“What?” I feigned innocence, pressing a hand to my chest. “You’remarried, remember?” I said mockingly, a knowing smile on my lips. “And I’m an old geezer who barely leaves the rink. What trouble could we possibly get into?”
Her brow ticked up like she knew the answer but wouldn’t dare say it out loud.
“Come on. Let me show you around your new home.”
Ariana’s thoughts were unreadable as her eyes flicked between mine, but I noted that tinge of pink in her cheeks, the way her hands twisted together in front of her lap.
“It’s one afternoon, Ari. As friends.”
Her expression told me she didn’t believe that.
I didn’t believe it either.
She crossed her arms, uncrossed them, clasped her hands at her waist. “Shane…”
I stepped just a little closer — not enough to touch her, but enough to feel the gravity of her. “There are no practices Sunday.
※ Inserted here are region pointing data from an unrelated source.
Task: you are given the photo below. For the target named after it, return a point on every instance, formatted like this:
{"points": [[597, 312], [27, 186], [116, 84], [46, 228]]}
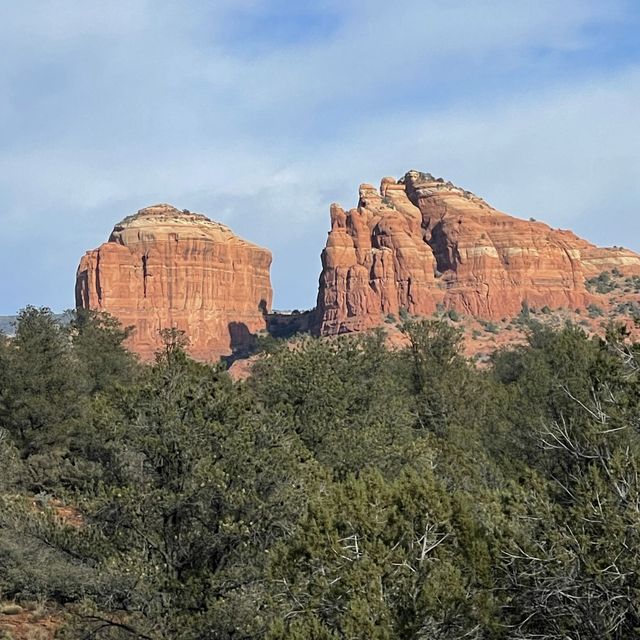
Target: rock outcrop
{"points": [[164, 268], [421, 243]]}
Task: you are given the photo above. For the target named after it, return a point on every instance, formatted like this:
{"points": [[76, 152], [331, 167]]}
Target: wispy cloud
{"points": [[260, 116]]}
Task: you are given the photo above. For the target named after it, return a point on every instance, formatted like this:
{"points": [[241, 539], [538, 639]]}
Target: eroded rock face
{"points": [[420, 242], [164, 268]]}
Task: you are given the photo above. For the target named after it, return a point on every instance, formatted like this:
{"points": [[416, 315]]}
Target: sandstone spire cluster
{"points": [[420, 243], [415, 245], [164, 268]]}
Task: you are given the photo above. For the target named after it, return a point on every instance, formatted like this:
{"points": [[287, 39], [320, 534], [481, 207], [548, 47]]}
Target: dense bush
{"points": [[345, 490]]}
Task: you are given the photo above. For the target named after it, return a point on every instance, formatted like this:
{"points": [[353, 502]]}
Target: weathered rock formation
{"points": [[164, 268], [420, 242]]}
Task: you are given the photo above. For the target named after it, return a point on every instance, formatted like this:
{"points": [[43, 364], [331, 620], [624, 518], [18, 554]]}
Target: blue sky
{"points": [[261, 113]]}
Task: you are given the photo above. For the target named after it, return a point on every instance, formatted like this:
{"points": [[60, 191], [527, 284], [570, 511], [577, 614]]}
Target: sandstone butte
{"points": [[420, 244], [164, 268]]}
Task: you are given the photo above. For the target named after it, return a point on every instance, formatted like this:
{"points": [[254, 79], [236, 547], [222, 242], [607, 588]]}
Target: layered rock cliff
{"points": [[420, 243], [164, 268]]}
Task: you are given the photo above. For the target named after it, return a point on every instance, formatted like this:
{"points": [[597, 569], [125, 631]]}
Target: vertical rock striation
{"points": [[164, 268], [420, 242]]}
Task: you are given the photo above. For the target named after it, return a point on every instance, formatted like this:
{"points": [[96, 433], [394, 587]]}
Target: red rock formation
{"points": [[421, 242], [166, 268]]}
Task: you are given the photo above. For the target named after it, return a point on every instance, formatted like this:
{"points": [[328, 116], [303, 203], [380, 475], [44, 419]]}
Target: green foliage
{"points": [[604, 282], [345, 490]]}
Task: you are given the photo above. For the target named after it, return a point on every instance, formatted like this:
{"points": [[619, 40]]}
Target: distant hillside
{"points": [[7, 322]]}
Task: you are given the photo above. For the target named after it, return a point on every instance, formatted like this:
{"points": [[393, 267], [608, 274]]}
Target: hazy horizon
{"points": [[260, 114]]}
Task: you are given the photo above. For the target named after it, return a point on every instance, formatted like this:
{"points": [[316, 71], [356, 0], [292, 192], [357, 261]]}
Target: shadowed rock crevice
{"points": [[422, 243]]}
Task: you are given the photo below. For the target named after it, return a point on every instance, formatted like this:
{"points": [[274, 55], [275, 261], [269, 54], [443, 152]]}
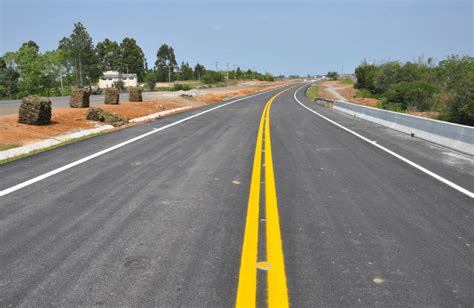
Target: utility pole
{"points": [[169, 77], [61, 77]]}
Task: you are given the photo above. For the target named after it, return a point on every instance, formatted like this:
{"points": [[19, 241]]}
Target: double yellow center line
{"points": [[276, 277]]}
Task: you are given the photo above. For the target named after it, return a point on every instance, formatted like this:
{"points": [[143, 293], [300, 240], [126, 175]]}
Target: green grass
{"points": [[8, 147], [312, 92], [4, 161]]}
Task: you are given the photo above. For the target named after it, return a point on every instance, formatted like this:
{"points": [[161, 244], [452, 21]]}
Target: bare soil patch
{"points": [[69, 120]]}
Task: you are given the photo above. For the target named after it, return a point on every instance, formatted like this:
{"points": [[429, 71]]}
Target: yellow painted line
{"points": [[247, 287], [277, 290]]}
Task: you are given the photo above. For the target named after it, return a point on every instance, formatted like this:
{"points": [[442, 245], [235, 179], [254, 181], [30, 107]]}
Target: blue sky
{"points": [[281, 37]]}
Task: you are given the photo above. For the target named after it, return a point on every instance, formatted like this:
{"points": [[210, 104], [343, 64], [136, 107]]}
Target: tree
{"points": [[150, 79], [79, 50], [30, 67], [31, 44], [186, 71], [133, 58], [456, 74], [119, 85], [109, 53], [211, 77], [365, 74], [411, 95], [199, 70], [52, 72], [165, 63], [8, 78]]}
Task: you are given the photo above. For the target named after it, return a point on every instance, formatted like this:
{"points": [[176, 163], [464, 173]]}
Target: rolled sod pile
{"points": [[97, 114], [35, 110], [79, 98], [112, 96], [134, 94]]}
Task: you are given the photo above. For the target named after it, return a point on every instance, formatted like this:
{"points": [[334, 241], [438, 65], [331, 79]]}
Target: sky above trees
{"points": [[280, 37]]}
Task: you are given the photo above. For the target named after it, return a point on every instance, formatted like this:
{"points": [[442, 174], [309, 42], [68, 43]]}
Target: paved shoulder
{"points": [[361, 227]]}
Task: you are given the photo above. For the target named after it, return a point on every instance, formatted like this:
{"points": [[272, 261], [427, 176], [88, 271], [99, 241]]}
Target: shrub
{"points": [[332, 75], [414, 95], [365, 75], [181, 87], [119, 85], [211, 77]]}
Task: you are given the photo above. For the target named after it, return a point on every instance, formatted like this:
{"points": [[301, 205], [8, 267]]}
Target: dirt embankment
{"points": [[69, 120]]}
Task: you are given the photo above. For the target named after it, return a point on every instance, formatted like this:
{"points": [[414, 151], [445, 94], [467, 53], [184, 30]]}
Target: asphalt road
{"points": [[160, 221]]}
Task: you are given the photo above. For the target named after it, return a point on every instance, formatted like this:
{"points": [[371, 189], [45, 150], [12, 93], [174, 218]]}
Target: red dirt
{"points": [[68, 120]]}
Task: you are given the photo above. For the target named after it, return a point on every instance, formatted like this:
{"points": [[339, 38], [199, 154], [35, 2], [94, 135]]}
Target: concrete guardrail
{"points": [[451, 135]]}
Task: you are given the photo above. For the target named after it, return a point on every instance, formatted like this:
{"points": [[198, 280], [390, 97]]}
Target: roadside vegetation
{"points": [[445, 88], [78, 62], [312, 92], [8, 147]]}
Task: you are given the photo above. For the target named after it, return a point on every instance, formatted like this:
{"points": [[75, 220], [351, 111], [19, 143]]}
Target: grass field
{"points": [[8, 147]]}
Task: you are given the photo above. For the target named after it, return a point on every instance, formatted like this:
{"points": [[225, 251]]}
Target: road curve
{"points": [[161, 220]]}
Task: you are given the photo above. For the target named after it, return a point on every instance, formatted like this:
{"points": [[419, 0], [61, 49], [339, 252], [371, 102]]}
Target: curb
{"points": [[60, 139]]}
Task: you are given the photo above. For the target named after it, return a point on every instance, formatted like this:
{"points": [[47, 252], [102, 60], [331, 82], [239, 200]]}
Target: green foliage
{"points": [[411, 95], [447, 87], [456, 74], [365, 75], [312, 92], [132, 59], [165, 63], [181, 87], [211, 77], [265, 77], [199, 71], [9, 77], [332, 75], [185, 71], [31, 44], [80, 52], [119, 85], [110, 54], [347, 80], [150, 79]]}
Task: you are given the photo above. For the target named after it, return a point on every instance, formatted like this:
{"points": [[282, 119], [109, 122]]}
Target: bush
{"points": [[211, 77], [119, 85], [332, 75], [414, 95], [365, 75], [181, 87]]}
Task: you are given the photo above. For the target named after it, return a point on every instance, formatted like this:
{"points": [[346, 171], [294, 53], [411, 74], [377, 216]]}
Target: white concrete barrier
{"points": [[451, 135]]}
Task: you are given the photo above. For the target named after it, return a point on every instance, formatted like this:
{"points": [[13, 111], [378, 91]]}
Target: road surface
{"points": [[247, 202]]}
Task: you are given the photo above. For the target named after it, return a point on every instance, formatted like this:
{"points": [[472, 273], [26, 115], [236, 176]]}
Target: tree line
{"points": [[446, 87], [77, 62]]}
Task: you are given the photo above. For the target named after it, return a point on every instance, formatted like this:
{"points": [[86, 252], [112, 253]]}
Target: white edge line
{"points": [[87, 158], [406, 160]]}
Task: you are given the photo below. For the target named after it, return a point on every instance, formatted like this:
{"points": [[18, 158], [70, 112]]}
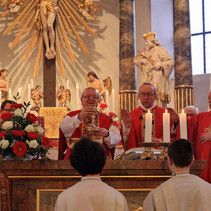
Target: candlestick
{"points": [[148, 127], [166, 127], [0, 97], [29, 93], [19, 91], [68, 85], [32, 84], [10, 94], [113, 100], [77, 96], [107, 99], [183, 125]]}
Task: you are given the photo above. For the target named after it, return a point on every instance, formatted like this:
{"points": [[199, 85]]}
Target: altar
{"points": [[34, 186]]}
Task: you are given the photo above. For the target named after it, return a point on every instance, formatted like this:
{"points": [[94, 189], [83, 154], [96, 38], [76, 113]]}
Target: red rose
{"points": [[115, 124], [18, 133], [46, 142], [20, 149], [103, 105], [112, 114], [6, 116], [17, 106], [31, 117], [2, 134], [33, 135]]}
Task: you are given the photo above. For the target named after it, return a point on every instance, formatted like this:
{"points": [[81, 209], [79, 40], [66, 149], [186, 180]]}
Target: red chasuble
{"points": [[104, 122], [137, 126], [197, 125]]}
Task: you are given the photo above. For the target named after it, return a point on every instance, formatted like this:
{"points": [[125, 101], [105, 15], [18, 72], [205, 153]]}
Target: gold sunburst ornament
{"points": [[37, 17]]}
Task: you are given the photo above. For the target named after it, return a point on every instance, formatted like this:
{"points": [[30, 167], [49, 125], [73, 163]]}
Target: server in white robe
{"points": [[90, 194], [183, 191]]}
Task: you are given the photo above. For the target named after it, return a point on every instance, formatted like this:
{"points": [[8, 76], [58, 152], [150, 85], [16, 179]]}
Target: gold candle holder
{"points": [[163, 155], [148, 153]]}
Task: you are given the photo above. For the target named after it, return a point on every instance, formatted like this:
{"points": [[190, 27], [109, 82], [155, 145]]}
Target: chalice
{"points": [[91, 127]]}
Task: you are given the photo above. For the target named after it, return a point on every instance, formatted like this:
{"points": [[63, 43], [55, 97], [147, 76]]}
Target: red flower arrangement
{"points": [[20, 135]]}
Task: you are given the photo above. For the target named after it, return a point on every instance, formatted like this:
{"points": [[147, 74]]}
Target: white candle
{"points": [[166, 127], [107, 99], [183, 125], [113, 100], [148, 127], [29, 93], [77, 96], [0, 97], [32, 84], [68, 85], [10, 94], [19, 91]]}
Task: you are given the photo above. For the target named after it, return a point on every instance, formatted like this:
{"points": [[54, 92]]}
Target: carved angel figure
{"points": [[63, 96], [37, 17], [36, 96]]}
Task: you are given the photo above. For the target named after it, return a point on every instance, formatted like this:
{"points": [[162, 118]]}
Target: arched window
{"points": [[200, 22]]}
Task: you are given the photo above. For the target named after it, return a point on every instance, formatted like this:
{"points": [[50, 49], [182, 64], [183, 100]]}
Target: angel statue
{"points": [[156, 66], [101, 86], [36, 18], [36, 96], [63, 95]]}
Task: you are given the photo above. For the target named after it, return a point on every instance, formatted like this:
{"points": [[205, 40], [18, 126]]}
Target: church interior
{"points": [[118, 28]]}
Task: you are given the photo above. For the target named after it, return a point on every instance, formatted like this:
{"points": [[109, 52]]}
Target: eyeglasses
{"points": [[11, 109], [149, 94], [89, 97]]}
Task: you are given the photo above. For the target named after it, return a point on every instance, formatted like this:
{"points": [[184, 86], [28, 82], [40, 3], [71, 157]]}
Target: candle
{"points": [[68, 85], [0, 97], [29, 93], [19, 91], [107, 99], [32, 84], [166, 127], [113, 100], [148, 127], [183, 125], [10, 94], [77, 96]]}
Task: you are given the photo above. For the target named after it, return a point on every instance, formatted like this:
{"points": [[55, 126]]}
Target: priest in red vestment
{"points": [[133, 129], [199, 133], [75, 125]]}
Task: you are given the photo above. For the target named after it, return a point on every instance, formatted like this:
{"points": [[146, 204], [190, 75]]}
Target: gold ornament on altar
{"points": [[36, 18], [63, 95], [91, 127]]}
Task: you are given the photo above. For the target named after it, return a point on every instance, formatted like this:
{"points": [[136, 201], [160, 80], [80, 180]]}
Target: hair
{"points": [[93, 74], [87, 157], [147, 83], [5, 102], [2, 71], [181, 152], [193, 108], [90, 88]]}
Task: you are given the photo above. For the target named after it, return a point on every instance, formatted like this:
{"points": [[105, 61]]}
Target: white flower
{"points": [[18, 112], [29, 128], [4, 144], [7, 125], [39, 130], [32, 143]]}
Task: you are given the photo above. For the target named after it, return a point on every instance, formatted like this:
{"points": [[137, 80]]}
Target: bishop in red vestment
{"points": [[133, 127], [74, 125]]}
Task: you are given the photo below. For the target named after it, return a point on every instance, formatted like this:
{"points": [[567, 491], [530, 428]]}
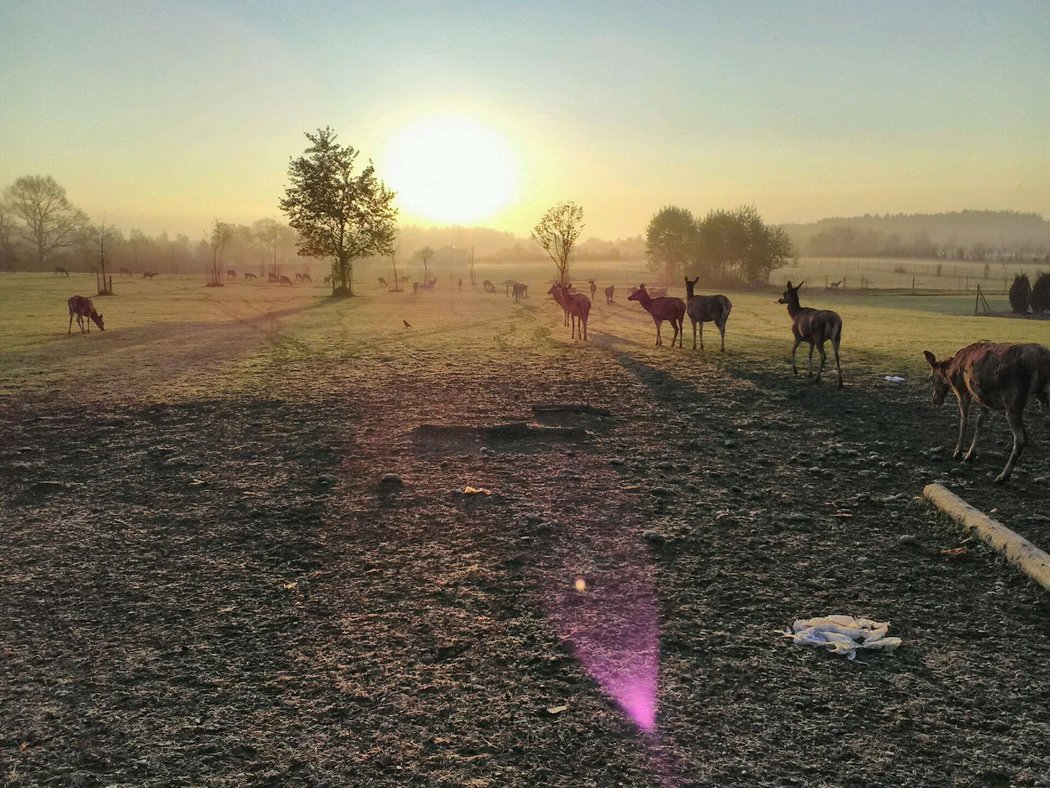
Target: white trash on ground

The guys have the day off. Your husband is traveling. And I’m not asking for anything except… a day. A little sunlight. A break.”
Her eyes flicked down my chest, back up to my face. A tell. A warning.
Her silence stretched, and my heartbeat pounded so loud I could barely hear the conversations around us.
Say yes, I found myself pleading like an idiot.
Please. Just let me have one day.
Finally, quietly — like the word escaped before she could stop it — she whispered, “Okay.”
“Okay,” I repeated, trying and failing not to grin like a lucky bastard who’d won the lottery. “Sunday.”
“Sunday.”
Wordlessly, I extended my hand for her phone. Ariana hesitated only a moment before retrieving it, and I typed my number in quickly, texting myself so I’d have her number, too, before I handed the phone back.
Nathan swept into the room then, and for the first time since he’d arrived in Tampa, I found my handshakes and smiles genuine as we chatted about the game. It didn’t matter that he had my hackles raised, that I still didn’t trust him — I couldn’t help but beam.
Because he was leaving.
And I was ready to make the most of his absence.
Never Love Again
Shane
2008
On the last Friday of May, 2008, the courthouse doors closed on the sound of the gavel and our whole world shifted.
Ariana sat stiff beside me through the hearing, her eyes glazed, her hands folded tightly in her lap. My grandparents had flown in to watch Georgie and help us figure out our next steps. But when Ari wasn’t around, they were just more voices of reason that I didn’t want to hear.
That courtroom felt more like a prison to me, like I was the criminal instead of Jay. Ariana and I were both barely hanging onto reality, but the judge’s words cut through the haze like sharp shards of ice:
“Guardianship extended, but provisional. Subject to review in six months.”
“Any instability—financial, academic, or residential—could affect your petition.”
“Remember, the child’s father retains standing.”
It was clinical and felt heartless, like we were just paperwork to the court when it was our whole existence being shaken.